Voltages characteristically depend on temperature levels. Lower operating temperature means better PV efficiency. In this research the PV cells over a green roof were compared with cells over Bitumen roofs. In over 5 years of recording, the panels over the green roof showed an average 6% increase in yields. But the green roof was only one factor in enhancing the efficiency of PV-panels, taking other factors into account, the total range of increased energy output varied between 1 and 10%.

PV over green roofs can be mounted on fixed frames. The costs are lower in comparison to the tracking systems, which follow the sun, but the output is slightly less.

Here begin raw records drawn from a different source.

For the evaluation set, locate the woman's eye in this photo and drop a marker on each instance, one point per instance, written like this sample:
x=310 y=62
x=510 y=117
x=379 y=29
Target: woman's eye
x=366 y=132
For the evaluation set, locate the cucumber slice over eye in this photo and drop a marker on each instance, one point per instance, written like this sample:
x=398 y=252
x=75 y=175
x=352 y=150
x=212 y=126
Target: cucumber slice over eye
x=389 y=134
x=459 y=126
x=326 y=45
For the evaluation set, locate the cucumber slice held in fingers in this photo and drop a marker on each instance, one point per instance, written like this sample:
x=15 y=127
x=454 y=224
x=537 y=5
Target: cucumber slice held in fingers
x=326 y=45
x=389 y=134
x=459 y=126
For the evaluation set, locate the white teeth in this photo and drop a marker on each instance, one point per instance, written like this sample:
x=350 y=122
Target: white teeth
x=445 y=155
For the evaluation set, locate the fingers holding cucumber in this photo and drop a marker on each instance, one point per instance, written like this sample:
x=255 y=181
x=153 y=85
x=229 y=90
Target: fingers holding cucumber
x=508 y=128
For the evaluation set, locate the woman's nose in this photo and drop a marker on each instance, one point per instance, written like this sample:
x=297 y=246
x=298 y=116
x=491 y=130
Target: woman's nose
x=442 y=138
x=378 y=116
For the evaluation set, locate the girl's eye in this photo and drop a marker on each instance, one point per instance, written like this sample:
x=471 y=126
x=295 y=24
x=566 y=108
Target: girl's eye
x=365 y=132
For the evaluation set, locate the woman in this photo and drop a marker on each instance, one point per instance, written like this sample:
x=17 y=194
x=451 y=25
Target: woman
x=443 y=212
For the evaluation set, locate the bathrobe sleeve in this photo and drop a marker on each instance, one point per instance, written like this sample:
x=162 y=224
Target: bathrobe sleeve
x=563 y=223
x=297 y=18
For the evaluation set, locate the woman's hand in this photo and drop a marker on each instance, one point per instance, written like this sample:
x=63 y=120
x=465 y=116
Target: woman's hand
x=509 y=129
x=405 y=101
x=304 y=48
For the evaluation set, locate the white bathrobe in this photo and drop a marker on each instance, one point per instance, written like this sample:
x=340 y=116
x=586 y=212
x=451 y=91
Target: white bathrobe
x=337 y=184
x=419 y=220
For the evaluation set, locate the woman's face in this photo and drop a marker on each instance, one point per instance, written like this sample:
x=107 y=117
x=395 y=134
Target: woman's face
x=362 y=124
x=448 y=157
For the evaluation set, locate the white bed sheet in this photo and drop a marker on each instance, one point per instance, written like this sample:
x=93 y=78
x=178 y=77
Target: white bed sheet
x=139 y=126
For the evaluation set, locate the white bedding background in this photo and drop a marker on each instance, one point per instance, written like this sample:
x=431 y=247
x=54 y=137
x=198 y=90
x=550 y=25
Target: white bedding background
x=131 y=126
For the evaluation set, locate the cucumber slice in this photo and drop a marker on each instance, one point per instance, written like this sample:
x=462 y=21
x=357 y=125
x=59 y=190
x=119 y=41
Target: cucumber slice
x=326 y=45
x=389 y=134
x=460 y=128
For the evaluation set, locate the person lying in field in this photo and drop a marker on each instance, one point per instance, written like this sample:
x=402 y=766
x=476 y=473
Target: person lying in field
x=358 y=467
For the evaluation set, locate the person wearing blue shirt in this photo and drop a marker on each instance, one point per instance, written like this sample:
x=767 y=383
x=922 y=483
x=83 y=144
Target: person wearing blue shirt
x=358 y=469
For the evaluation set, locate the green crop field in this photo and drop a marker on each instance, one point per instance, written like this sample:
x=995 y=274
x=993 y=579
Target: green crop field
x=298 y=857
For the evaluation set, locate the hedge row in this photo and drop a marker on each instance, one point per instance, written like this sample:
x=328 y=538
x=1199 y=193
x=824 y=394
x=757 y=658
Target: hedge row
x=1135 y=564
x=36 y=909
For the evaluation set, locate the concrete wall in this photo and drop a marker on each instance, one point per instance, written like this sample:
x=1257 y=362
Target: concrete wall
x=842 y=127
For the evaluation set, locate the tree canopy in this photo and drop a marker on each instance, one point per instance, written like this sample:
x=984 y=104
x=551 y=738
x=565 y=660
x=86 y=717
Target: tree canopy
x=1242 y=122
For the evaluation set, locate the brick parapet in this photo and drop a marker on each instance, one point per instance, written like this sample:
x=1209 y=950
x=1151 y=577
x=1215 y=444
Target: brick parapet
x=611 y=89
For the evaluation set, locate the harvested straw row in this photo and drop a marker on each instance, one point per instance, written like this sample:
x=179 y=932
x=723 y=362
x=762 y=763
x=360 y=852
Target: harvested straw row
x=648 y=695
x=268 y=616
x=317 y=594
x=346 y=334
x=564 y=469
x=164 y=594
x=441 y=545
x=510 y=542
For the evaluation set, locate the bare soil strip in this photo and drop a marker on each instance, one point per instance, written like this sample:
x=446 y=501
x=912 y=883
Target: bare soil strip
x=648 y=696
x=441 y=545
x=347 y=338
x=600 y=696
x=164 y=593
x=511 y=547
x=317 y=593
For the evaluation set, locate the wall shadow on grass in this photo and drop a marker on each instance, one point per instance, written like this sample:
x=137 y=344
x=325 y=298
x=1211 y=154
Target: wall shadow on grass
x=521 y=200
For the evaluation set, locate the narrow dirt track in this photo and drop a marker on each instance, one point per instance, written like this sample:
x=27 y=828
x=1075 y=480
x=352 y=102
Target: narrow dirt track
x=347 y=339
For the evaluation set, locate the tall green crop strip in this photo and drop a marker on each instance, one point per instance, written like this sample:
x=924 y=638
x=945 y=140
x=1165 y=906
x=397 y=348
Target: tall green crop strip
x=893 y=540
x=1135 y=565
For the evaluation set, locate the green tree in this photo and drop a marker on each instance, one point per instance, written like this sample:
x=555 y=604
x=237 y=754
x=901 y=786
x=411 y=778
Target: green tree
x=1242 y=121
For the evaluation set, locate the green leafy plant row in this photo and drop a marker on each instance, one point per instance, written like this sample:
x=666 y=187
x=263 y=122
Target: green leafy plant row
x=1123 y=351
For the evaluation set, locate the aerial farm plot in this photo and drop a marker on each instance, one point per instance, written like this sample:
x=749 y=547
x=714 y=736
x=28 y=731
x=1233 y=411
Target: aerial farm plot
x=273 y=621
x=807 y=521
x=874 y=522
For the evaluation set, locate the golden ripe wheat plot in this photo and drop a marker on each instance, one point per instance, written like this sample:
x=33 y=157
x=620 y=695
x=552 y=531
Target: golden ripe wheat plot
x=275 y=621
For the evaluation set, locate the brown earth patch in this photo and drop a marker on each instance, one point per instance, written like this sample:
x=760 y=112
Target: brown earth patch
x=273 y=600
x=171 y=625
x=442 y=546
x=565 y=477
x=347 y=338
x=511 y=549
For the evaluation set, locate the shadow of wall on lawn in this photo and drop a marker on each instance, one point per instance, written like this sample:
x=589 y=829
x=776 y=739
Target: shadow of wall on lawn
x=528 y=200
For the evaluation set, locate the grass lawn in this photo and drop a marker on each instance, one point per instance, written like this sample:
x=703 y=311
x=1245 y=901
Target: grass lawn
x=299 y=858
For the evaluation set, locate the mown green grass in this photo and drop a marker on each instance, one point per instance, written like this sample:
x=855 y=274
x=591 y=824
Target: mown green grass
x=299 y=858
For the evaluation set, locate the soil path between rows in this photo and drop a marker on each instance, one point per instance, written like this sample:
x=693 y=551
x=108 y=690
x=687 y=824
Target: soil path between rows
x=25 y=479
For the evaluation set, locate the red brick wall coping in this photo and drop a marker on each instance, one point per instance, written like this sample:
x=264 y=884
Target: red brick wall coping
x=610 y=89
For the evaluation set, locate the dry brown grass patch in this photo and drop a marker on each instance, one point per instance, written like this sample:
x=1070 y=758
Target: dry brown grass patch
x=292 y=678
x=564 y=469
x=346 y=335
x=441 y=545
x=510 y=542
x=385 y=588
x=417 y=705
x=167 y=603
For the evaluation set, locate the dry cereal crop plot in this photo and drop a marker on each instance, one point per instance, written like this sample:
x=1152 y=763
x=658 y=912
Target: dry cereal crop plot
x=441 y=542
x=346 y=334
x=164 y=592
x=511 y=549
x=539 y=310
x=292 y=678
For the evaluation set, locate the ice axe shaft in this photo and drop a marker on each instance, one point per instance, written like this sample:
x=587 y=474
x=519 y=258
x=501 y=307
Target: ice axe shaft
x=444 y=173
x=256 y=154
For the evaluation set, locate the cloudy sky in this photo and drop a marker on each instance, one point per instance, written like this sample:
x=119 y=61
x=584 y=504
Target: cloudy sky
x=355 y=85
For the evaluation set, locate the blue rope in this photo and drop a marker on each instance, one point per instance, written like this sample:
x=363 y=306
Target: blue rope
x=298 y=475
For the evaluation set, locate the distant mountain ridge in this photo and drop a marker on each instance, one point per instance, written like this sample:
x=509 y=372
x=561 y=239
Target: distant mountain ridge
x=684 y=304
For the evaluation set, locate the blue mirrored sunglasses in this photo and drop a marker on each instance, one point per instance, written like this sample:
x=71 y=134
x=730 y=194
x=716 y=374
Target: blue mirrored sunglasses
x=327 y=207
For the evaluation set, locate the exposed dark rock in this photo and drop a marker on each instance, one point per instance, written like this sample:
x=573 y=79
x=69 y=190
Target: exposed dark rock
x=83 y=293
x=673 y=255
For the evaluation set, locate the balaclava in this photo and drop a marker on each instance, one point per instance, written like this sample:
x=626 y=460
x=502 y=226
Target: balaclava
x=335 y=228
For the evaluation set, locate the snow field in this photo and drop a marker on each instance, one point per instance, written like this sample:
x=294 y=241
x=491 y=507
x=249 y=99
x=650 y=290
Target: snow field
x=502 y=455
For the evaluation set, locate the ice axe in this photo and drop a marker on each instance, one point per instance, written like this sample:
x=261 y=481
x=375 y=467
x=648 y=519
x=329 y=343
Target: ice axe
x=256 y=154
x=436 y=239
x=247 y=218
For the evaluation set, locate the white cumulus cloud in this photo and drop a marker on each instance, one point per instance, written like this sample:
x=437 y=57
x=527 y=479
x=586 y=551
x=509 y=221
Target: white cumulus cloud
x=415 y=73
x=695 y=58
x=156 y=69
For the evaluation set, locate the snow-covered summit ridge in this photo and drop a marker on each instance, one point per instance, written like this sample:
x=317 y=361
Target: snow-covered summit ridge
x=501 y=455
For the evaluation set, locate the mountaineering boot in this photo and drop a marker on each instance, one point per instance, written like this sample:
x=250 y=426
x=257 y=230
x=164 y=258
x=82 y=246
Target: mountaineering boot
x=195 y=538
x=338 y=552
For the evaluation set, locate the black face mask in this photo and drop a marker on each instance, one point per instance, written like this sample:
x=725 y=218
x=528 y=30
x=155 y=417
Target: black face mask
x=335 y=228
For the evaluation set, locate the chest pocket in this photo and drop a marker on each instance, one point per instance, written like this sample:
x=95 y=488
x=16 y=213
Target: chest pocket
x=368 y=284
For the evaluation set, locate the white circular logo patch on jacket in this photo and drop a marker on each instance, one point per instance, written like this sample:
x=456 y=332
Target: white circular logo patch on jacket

Under the PV panels, a variety of extensive green roof vegetation can be grown. In Berlin it was originally a Sedum roof but this was subsequently changed to include a wide variety of plantings. Minimum garden roof maintenance is required to reduce taller growing plants. The solar panels must be without shade.

The estimated benefit of a higher Power output from a green roof can help to offset the cost of green roof installations. Additionally installing solar panels on a green roof will result in a shorter payback period and higher ROI than installing them on a black, bitumen roof.

It is also important to note that green roofs are shown to reduce building energy use by reducing temperature fluctuations, or heat island effect, on the roof. This means that the heating and air conditioning systems do not have to work as hard to heat or cool the building, which saves energy.

Therefore, not only do green roofs boost solar panels' productivity, but they also decrease the amount of energy that the building needs to operate - which means the solar panels need to do less work to meet the building's electric load.